The most revealing moments of the debate occurred as the dialogue shifted from economic issues to immigration and foreign policy. Perry found himself in the hot seat after staunchly supporting a Texas law that grants in-state tuition to the children of undocumented immigrants, saying that immigration is a states' rights issue. He also criticized a border fence as unrealistic, saying, "The idea that you're going to build a wall from Brownsville to El Paso and go left for another 800 miles to Tijuana is just not reality."
Jon Huntsman railed against Perry, saying, "For Rick to say that you can't secure the border I think is pretty much a treasonous comment." Bachmann joined in and compared Perry's position on in-state tuition to the DREAM Act, supported by President Obama. And for the final blow, Romney said that Perry's immigration plan would only promote and encourage an influx of illegal aliens.

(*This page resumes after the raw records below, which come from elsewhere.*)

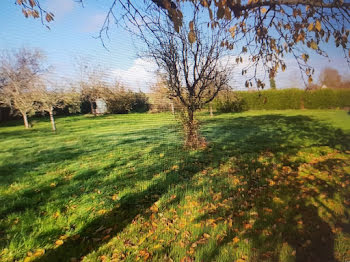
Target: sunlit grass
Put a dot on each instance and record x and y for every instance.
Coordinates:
(271, 186)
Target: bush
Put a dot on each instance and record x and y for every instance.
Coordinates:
(283, 99)
(229, 102)
(123, 102)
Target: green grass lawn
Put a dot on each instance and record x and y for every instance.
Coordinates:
(270, 186)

The topic of foreign policy was left for second-to-last and given only a few minutes of consideration, but the responses were noteworthy, and somewhat discouraging. Perry found himself awkwardly agreeing with Huntsman's call to bring home the troops in Afghanistan, while failing to put forward his own substantive plan on the Afghan war. Many on the right will be disappointed in what they heard Monday night, a day after the tenth anniversary of the September 11 attacks.
In the end, tea party favorites like Bachmann, Gingrich, Santorum and Herman Cain were the winners, though polls may not move much.
Perry was on the defensive all night and, despite his reputation nationally, he came across as "liberal" on some issues, criticized from the right on the vaccination issue, immigration, and Afghanistan. But some in the center might have warmed to Perry and some of his non-tea party stances. It remains to be seen whether his standing with conservatives will weaken -- at this point I doubt that it will. And once again, Romney was able to escape unharmed from a not-so-friendly crowd by shifting his attacks toward Perry and tacking away from some of his more center-right positions.
The opinions expressed in this commentary are solely those of William J. Bennett.